18歳のロンドンで、初めて「自分の香り」を見つけた

18歳のロンドンで、初めて「自分の香り」を見つけた

今では、暮らしの中で香りは欠かせない存在です。

30年以上、たくさんのフレグランスを纏ってきました。

では、そのルーツはどこだったのでしょう。
18歳で渡ったロンドンでした。

すれ違う人も、出会う人も、皆それぞれの香りを身につけていました。
ホストマザーの老婦人も。
それが当たり前の嗜み。

今でも思い出せるのは、キャシャレルの名香「アナイス アナイス」をつけている人とすれ違うたび、思わず目で追いたくなっていたこと。
ユリを思わせるクラシカルな香り。
凛としているのに、ふわりと女性らしさもある。
香りだけで、その人の印象まで心に残る。

そんな体験は、それまでの私にはありませんでした。

衝撃でした。

これがカルチャーショックというものなのかも。

私も、自分だけの香りが欲しい。
そう思うようになりました。

当時の日本のハイファッション誌やモード誌の裏表紙にも、よくゲランのサムサラの広告が載っていたことも覚えています。

それまでの私は、祖母が誰かの海外旅行のお土産にもらったシャネルの5番を使ったことがある程度。
しかも、適量も分からず、つけ過ぎていただけでした。

何か、自分らしい香りは?

ロンドンの定期券「トラベルカード」を使って、街をあちこち歩き回りました。

トラベルカードは、中心部をゾーン1とし、その周囲をゾーン2、さらに郊外へ行くほど数字が大きくなる仕組みです。
私は当初、Charltonという街でホームステイをしていました。ゾーン3です。
そのエリア内なら、バスも地下鉄も国鉄(当時)も乗り放題。

とても便利で、学校帰りや休日、気の向くままに出掛けていました。
バスも停車中だったら、どこででも乗り降りできます。
車両の後ろがオープンになっているから。

ロンドンの1993年のトラベルカード

2枚のトラベルカードは、1日乗車券。
どちらも、平日の朝のラッシュアワー(通常は午前9時半以前など)を避けて利用する、割安のオフピークカードです。

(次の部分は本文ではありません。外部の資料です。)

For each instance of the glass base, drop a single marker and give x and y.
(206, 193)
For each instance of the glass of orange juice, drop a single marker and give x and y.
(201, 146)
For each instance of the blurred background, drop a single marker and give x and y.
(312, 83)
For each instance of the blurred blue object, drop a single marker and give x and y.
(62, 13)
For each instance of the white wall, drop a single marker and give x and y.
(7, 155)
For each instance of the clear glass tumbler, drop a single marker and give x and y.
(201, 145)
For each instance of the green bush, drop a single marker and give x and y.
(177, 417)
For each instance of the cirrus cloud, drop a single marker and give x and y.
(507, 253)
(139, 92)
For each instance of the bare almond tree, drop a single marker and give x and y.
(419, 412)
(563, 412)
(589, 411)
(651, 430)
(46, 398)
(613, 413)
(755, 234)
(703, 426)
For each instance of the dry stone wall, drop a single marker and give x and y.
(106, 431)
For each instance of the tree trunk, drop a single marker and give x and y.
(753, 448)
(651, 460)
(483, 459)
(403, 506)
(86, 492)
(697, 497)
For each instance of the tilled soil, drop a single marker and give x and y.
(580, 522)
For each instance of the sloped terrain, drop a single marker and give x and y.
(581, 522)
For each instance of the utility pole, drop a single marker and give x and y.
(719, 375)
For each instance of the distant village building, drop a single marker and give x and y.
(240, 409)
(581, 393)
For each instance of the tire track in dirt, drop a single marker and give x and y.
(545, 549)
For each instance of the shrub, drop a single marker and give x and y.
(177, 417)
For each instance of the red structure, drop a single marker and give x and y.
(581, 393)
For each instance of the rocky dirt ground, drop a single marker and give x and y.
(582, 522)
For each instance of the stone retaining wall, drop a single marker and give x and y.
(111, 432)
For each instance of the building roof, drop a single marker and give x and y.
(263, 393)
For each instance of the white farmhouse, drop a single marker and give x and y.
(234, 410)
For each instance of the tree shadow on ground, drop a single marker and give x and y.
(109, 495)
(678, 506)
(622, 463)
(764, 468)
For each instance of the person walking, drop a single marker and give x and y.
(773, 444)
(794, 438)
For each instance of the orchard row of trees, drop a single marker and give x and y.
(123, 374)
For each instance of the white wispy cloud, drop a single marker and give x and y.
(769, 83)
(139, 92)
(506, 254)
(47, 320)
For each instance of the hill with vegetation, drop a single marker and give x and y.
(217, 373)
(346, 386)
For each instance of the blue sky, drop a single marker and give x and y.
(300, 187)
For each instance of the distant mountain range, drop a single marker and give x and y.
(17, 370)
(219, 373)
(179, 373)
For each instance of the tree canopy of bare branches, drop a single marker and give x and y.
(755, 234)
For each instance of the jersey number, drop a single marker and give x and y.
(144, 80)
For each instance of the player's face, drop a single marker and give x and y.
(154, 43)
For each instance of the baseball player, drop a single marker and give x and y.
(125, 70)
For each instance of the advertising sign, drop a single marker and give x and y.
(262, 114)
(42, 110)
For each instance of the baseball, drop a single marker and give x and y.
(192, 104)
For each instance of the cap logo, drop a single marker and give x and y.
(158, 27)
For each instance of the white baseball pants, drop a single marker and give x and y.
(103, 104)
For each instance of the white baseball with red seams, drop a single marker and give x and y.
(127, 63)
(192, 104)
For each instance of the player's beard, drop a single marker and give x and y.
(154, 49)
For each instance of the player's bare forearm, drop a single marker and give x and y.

このロンドンの交通については改めて書きたいと思います。

さて、まだ当時の熊本にはなく、東京にも数店舗しかなかったTHE BODY SHOP
ロンドンでは街のあちこちにあり、気軽に立ち寄れる存在でした。
そこで選んだのが、パフュームオイルです。

1000円ほどだったでしょうか。
初めて香りを選ぶには、ちょうどいい価格でした。

しばらく迷って、ティーローズに決めました。

ローズだけではない、どこかノスタルジックな空気に惹かれたのです。
華やかで甘い「女性らしさ」よりも、少し翳りのある香りのほうが好きだったのでしょう。

毎日、両手首に少しだけつけて出かけました。
ふとした時に手首を鼻へ近づけ、自分だけが分かるくらいの香りを確かめる。
拡散性はほとんどなく、とても控えめでした。

面白いことに、それから約30年後。

小さかった娘が、自分で選んで使っていた香りも、THE BODY SHOPのティーローズのパフュームオイルでした。

THE BODY SHOP PERFUME OIL

ボトルのデザインは変わっていましたが、瓶の形は同じ。
親子で、同じ香りを選ぶなんて。

あまり使われないまま(笑)、思い出ごと閉じ込められたボトルは、まだ飾られています。

私が初めて、自分の意思で選び、自分のために纏った香り。
THE BODY SHOPのティーローズ(パフュームオイル)。

この一本を使い切ってから、私のフレグランスの旅が始まります。

30年以上、さまざまな香りを纏ってきて、ようやく分かったことがあります。

私が惹かれるのは、

古い図書室。

雨の日。

そして、ロンドン。

そんな空気をまとったもの。

香りを楽しむことは、ロンドン留学で得た大切な収穫の一つでした。